Not everybody would be cheering from their armchairs though. The terrestrial channel, which has proved so adept at broadcasting dramas such as Downton Abbey in the recent past, as well as entertainment shows such as the X Factor, has not always excelled in the broadcast of live football.
In 2009, ITV managed to miss the winning goal for Everton in a Merseyside FA Cup derby by inadvertently showing an ad as the game went into extra-time and a year later its viewers on an HD channel missed an England goal for similar reasons.
The last time ITV showed live top flight league football was in the days of the late commentator Brian Moore when it had the rights to live pre-Premier League football, usually on a Sunday afternoon.
The combination of free-to-air live screening (making it easy to watch from home) and hooliganism on the terraces (making it scary to watch at the grounds) combined to produce a lacklustre formula of often dreary matches watched by small crowds.
BSkyB came along and revolutionised football, bringing better production values, millions of pounds of investment (some of which went into up-dating stadia) and its package of paid for live football managed to attract viewers to the grounds as well as their armchairs or to pubs. Football has not looked back since, so there may be many in the football world not exactly jumping for joy were ITV to return to the table.

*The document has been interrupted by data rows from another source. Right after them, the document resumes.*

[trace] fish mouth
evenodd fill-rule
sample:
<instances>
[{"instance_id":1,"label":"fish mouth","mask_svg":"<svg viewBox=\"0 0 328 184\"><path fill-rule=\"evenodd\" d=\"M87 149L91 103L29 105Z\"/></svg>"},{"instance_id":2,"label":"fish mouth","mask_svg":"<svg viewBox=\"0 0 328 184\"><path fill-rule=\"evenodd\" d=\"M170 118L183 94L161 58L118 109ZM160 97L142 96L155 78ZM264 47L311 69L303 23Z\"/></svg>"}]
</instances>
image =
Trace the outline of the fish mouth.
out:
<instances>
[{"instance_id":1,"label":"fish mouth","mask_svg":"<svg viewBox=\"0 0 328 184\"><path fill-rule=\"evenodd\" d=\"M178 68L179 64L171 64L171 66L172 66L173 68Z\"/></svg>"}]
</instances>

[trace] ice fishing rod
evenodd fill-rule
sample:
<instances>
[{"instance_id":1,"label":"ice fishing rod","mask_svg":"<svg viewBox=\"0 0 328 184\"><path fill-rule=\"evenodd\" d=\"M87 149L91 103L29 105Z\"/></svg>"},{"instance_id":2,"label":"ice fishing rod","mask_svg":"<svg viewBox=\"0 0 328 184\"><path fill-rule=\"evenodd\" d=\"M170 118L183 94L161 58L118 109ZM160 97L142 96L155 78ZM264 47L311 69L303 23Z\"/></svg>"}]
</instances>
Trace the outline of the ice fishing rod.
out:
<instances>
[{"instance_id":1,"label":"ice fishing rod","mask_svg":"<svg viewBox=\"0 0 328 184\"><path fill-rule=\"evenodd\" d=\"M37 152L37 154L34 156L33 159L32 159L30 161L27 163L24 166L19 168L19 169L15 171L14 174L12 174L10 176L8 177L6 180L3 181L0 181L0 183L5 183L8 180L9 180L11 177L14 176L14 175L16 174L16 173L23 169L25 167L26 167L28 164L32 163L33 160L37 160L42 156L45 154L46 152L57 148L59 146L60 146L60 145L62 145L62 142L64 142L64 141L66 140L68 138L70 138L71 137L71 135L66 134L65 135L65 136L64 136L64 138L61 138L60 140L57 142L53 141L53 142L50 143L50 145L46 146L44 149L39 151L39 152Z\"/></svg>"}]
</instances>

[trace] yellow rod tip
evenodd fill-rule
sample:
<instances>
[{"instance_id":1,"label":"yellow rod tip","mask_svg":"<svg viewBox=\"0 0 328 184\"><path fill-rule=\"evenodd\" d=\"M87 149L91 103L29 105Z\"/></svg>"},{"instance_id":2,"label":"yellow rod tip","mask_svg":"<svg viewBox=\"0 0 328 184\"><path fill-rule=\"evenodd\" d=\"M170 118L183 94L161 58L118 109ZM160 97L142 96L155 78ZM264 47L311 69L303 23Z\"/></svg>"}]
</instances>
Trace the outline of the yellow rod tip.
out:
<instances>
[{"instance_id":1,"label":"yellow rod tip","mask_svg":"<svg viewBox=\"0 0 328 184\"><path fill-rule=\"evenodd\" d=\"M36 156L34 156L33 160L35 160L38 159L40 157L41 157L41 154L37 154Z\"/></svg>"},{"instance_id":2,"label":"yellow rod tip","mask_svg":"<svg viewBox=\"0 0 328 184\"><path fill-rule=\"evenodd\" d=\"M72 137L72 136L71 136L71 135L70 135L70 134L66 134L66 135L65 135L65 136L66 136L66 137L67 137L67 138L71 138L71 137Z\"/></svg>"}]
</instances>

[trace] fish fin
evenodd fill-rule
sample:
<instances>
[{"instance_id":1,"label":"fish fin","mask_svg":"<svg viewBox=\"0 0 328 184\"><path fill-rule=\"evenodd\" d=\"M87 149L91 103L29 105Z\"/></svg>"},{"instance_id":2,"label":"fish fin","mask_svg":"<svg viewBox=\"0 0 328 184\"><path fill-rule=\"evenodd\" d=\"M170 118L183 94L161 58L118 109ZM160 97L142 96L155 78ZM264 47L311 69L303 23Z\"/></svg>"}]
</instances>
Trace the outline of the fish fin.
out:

The reason it might do so is that BT Vision, which won the rights to screen 38 games a season in the latest bidding round, paid a fortune.
It paid a staggering £738m over three years for the privilege, a sum that analysts at Espirito Santo say could lead to a loss of £240m even if it manages to wholesale the rights.
ITV could be a willing buyer of live Premier League rights at the right price, although there could be several licencing rules to overcome first. It currently broadcasts live FA Cup matches, Champions League games and some England games and could use more prestige football matches to sell to advertisers aiming at a predominantly male market.
For ITV there are obvious synergies. Despite its hiccups in the past, the channel is an experienced sports broadcaster and could bring its vast experience and facilities to help out BT Vision in the production of its new football-related channel. The two media groups are already partners in the YouView venture, the successor to Freeview, and analysts such as Alex de Groote at Panmure Gordon were positive yesterday about the possibility of an alliance. BT Vision, on the other hand, needs to strike a balance as to who it sells its expensively acquired product on to. Selling the package in its entirety to Virgin Media makes sense because those subscribers will pay for it. Selling to ITV, where viewers do not pay a subscription, is a different thing altogether.
Selling a taster package of between two and half a dozen games might just work accompanied by marketing to the fuller BT Vision package. But more than that would make the BT package hard to sell if viewers knew they could get most of the content for free elsewhere. Taking on BSkyB in the football game is a risky business as others have found. Doing it with a partner might just make sense.